Pourtant en grec, entre la joie, karan et la grâce kariV – il n’y a qu’une terminaison qui change. Dans l’évangile, Grâce et joie ont la même racine.

Joie inénarrable, irracontable, indicible disait Calvin. Peut-être. Mais c’est cette joie, cette bonne nouvelle d’une grande joie c’est quand même ce qui réunit l’église, ce qui fait l’église, cette parole que reçoivent les disciples et qui est de l’ordre d’une vocation pour le Christ qui vient de naître : « N’ayez pas peur, car je vous annonce la bonne nouvelle d’une grande joie qui sera pour tout le peuple ». Bonne nouvelle de la grande joie : vocation pour le Christ et pour l’église.

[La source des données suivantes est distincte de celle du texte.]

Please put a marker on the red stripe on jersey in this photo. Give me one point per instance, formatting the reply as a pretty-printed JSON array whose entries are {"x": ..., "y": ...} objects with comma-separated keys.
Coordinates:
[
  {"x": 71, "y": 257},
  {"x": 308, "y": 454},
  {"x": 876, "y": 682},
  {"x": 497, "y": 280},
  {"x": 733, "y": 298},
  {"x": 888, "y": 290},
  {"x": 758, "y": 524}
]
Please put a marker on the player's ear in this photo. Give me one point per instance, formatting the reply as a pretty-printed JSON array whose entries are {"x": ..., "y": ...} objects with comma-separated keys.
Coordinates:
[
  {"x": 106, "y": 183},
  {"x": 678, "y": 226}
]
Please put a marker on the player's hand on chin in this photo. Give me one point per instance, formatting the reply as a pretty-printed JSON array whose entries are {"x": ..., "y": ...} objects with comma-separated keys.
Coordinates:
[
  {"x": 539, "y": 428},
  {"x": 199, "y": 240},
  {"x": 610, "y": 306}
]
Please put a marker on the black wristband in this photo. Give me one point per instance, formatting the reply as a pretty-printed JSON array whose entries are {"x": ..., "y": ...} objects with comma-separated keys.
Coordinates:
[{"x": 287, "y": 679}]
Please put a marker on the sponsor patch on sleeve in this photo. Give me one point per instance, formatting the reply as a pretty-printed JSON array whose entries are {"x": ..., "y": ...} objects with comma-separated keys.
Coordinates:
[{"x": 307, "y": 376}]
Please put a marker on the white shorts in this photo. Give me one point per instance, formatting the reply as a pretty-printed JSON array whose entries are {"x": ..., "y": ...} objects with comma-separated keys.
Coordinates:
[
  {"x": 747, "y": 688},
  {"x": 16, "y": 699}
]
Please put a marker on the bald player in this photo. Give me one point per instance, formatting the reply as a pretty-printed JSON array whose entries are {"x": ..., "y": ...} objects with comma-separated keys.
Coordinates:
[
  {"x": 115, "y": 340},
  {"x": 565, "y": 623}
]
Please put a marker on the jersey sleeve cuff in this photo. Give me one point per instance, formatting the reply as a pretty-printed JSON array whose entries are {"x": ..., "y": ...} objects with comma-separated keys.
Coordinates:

L’invitation à la joie est vocation pour le Christ et pour l’église même si elle n’est que très peu présente dans les évangiles. Et pour cause. En ce jour de Noël, nous sommes autour de la crèche, ou du moins pas très loin, avec ces bergers dans les champs – mais pour autant, nous connaissons tous la fin de l’histoire : à lire l’évangile, de la grande joie pour tout le peuple, de la bonne nouvelle on passe rapidement au grand jugement par tout le peuple, et le peuple assemblé à Jérusalem criera : crucifie-le ! crucifie-le !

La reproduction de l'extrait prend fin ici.